• Joe Makar

What to Expect from Stephen Curry this Year



Stephen Curry needs no introduction. He is the greatest shooter of all time and mesmerizes every time he hits the NBA hardwood. For Curry, there is no such thing as a bad shot. Even when he launches from half court, you still have a feeling it’s going in.

After appearing in just five games last season due to a broken left hand, Curry is back and ready to spark a playoff run to a team that most people seem to have counted out. Curry is a generational talent, a mold of player we’ve never seen before, but what can we fairly expect from the two-time Most Valuable Player and three-time NBA champion?


In the Warriors first two games of the season, they got blown out by 26 points to the Nets and 39 to the Bucks. They then followed the Christmas day massacre with a narrow one-point victory against the Chicago Bulls for their first victory of the season. The Warriors now sit at 4-3 through their first seven games.



In those games so far, Curry is averaging 32 points per game and 6.4 assists per game on 46 percent shooting from the field and 36.9 percent from three. His 62-point outburst against Portland certainly helped inflate those numbers to a respectable level.


This season we can expect Curry to take more shots and be forced to carry more of the offensive load than he has been accustomed to in the past. Curry has always been nothing short of incredible regarding his shooting from deep. He can shoot from anywhere within half court and make the most difficult shots look easy.


We can expect at least a slight drop in efficiency due to the increased volume of shots Curry will receive. Without a true star next to him, Curry seems forced to generate a larger offensive burden, even if a high-quality shot doesn’t present itself.


Many wondered before the season started whether Curry could carry his team to the playoffs, even without his All-Star backcourt partner Klay Thompson, who will miss the entire season rehabbing from an Achilles injury.


We have seen Curry as the number one option on his teams before, but never quite like this. Not only is Curry the undisputed best player on his team now, but he is also the veteran leader the team needs to galvanize the squad after tough losses or even narrow victories.



In their game against the Bulls, Damion Lee nailed a three pointer for the win to give the Warriors their first win of the season. Perhaps the most encouraging sign of all this was Curry who was absolutely elated and thrilled for the success of his teammate. Veteran leadership and encouragement go a long way in the league, especially when it is coming from a player of Curry’s caliber and resume.


This season will be very different for Curry and the Warriors, but at least they still have a sense of familiarity and continuity. They are still led by their head coach Steve Kerr and still have their defensive anchor Draymond Green. That should provide Curry with a bit of comfort no matter what their final record is after the 72-game season this year.

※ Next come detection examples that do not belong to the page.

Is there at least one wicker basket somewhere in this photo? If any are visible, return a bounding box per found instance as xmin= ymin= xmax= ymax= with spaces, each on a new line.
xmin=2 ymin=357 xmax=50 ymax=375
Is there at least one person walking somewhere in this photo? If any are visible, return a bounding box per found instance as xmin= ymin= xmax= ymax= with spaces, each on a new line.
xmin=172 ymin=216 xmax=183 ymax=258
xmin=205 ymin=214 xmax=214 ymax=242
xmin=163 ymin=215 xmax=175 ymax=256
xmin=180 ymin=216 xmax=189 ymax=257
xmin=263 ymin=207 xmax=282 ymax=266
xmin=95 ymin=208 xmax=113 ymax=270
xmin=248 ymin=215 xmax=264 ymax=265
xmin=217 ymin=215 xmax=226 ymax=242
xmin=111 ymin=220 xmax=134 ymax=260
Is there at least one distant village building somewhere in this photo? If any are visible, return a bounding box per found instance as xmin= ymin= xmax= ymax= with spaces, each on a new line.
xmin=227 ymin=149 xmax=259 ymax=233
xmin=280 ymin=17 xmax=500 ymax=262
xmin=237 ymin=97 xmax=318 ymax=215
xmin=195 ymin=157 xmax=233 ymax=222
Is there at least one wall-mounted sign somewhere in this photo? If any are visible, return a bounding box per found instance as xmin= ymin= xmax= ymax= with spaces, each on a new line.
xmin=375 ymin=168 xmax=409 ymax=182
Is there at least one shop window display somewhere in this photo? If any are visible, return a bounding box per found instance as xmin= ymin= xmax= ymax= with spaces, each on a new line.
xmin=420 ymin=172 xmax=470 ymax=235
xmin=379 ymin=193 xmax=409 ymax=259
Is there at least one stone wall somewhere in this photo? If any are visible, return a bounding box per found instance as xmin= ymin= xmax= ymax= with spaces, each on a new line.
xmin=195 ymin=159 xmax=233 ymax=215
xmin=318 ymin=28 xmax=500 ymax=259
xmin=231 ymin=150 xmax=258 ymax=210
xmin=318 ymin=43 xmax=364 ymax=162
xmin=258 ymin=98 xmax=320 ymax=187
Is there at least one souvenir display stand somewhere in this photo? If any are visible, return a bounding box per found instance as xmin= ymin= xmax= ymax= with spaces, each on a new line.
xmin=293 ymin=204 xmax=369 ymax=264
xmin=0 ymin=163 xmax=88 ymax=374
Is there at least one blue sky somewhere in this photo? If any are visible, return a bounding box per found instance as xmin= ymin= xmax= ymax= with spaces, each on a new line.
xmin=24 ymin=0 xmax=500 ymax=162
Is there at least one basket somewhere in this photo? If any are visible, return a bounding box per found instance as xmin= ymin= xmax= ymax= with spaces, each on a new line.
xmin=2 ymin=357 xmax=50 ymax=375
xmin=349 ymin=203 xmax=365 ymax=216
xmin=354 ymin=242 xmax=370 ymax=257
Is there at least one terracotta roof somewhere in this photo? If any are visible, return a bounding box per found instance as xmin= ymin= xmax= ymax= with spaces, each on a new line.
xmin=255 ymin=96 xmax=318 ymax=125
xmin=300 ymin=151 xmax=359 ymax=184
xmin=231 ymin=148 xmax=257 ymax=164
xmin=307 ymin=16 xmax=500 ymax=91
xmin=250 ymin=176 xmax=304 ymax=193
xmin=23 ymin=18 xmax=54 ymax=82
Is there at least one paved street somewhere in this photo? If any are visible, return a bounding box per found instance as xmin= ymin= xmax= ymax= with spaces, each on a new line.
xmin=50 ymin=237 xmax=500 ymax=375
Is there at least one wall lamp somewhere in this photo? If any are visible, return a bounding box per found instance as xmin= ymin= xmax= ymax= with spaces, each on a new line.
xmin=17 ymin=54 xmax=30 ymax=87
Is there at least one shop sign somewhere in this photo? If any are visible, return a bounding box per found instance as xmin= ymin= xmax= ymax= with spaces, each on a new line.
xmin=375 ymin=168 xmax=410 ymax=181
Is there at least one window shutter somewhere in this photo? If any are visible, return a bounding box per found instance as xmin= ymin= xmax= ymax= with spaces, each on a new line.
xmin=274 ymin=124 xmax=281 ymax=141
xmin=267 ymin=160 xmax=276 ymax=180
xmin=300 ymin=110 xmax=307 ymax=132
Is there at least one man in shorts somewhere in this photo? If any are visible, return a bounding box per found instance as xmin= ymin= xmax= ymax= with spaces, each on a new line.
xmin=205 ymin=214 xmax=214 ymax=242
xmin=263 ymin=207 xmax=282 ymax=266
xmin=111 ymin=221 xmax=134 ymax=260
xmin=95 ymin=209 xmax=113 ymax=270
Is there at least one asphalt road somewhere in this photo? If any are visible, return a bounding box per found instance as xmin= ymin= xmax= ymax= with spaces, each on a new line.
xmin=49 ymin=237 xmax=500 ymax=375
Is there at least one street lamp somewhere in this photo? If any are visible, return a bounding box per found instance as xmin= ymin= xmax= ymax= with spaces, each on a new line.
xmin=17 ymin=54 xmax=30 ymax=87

If we could learn anything about the Warriors from their recent play and suppressed expectations, it’s just how quickly the tide can turn in the NBA.


Just two years ago, the Warriors were rolling out a starting five of Curry, Klay Thompson, Kevin Durant, Draymond Green, and DeMarcus Cousins. At the time, this team was viewed as unfair, as they had (at the time) a top five player at every position and no glaring weaknesses.


That Warriors team would win most of their games simply by having more talent than their opponent on any given night. Now, the Warriors must play with a fiery passion. They must dive for all the 50/50 balls and limit turnovers, take high quality shots, and play smothering defense to claw out scrappy wins against the tough competition that lies within the Western Conference.


The Warriors certainly experienced a fall from grace, rather quickly for that matter. Curry has been asked about it and has mentioned that he doesn’t believe their championship runs are over, just give it time. Certainly a difficult mountain to climb, but if anyone can do it, it’s none other than Stephen Curry, the man who took a lottery team to the playoffs, a playoff team to an NBA record 73-9 season, and a team that was often overlooked to three NBA championships.